Les yeux d'Albus pétillèrent.
-Ah, je vois. Il sortit une lettre de ses poches. Tiens, ta lettre de Poudlard. Je viendrais te chercher demain pour aller faire tes courses si tu le souhaite ?
-Ne vous dérangez pas pour ça, j'irais avec Lillian et ses parents. Il me l'avait déjà proposé.
-Très bien alors, je te revois à Poudlard dans ce cas. Hochement de tête de la part de Tom. Au revoir Tom.
-Au revoir monsieur.
Dumbeldore ferma la porte derrière lui. Apres quelques minutes, Tom regarda à la fenêtre pour voir Dumbeldore sur le porche avec Mme. Cole. Dumbeldore leva les yeux, lui sourit puis se détourna marchant vers une ruelle de l'autre cote de la rue.
Tom attendit de le perdre de vue avant de laisser un sourire glisser sur ses lèvres. Tout marchait comme prévu.
OoOoO
-Alors ?
Lillian et Tom s'était retrouvé dans le coin lecture de la bibliothèque comme à leur habitude le lendemain de la rencontre avec Dumbeldore.
-Ca à marcher, il ne sait pas méfier une seule fois. D'ailleurs ses yeux pétillaient, un peu comme tes yeux quand ils brillent.
-Hum, hum, ça ne m'étonne pas de lui ! On raconte qu'il est très puissant tu sais ? Mais je me demande s'il le fait exprès…
-Ce n'est pas important ca Lillian. L'important est qu'il ne soit pas méfié donc personne ne doutera de ma bonne foi à Poudlard.
-Oui oui, d'accord si tu le dis mais si tu finis a Serpentard- ce que je ne doute pas que tu feras, ajouta Lillian devant le regard de son ami, il se méfiera surement.
-Hum, ça peut s'arranger avec un comportement exemplaire ne t'inquiète pas.
-Si tu le dis Tom. Si tu le dis.
A cet instant, William, le père de Lillian, pénétra dans la pièce. Il se dirigea vers eux avant de prendre la parole.

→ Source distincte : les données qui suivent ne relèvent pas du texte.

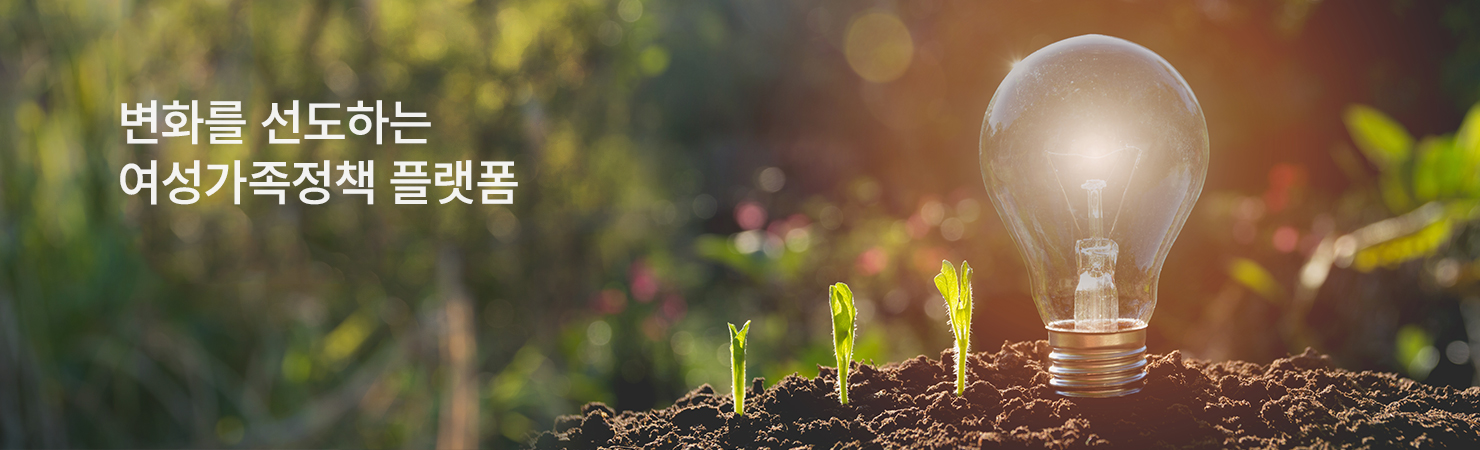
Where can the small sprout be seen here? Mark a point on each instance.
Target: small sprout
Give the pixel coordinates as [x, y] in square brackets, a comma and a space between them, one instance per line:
[737, 363]
[958, 305]
[841, 299]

-Les garçons, entonna-t-il, Shaula et moi avons pensez que puisque vous avez tout les deux reçu vous lettres de Poudlard, nous pourrions aller a Près-au-lard demain ? Qu'en pensez-vous ?
-Mon planning est totalement vide, vous savez, dit Tom. On aurait pu parti maintenant que je n'aurais eu aucune objection.

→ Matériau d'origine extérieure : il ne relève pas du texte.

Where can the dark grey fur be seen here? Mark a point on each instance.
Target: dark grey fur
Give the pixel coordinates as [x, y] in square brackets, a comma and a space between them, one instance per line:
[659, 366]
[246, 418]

-Pareille pour moi, fit Lillian. Enfin pour les trois prochains jours mais ça le savais déjà.
-Bien, bien donc nous partons demain. Et Lillian, ta mère a prévu de t'acheter de nouvelle robe en plus de ton uniforme.
Lillian soupira à ses mots. Sa mère toujours un prétexte pour lui acheter de nouvelle robe mais il y était habituer depuis longtemps, il était son fils après tout. Tom au mot de William grimaça. Il plaignait son amis mais il y était habitué, lui ne survivrait pas au métier qu'était celui de faire partie de la famille de Shaula Jones. Il avait eu de la chance…
-Oh Tom, elle en profitera surement pour refaire ta garde-robe.
…Ou pas. Il soupira déclenchant le rire des deux Jones. Etre le meilleur ami de son fils ne sauvait pas de grand-chose apparemment.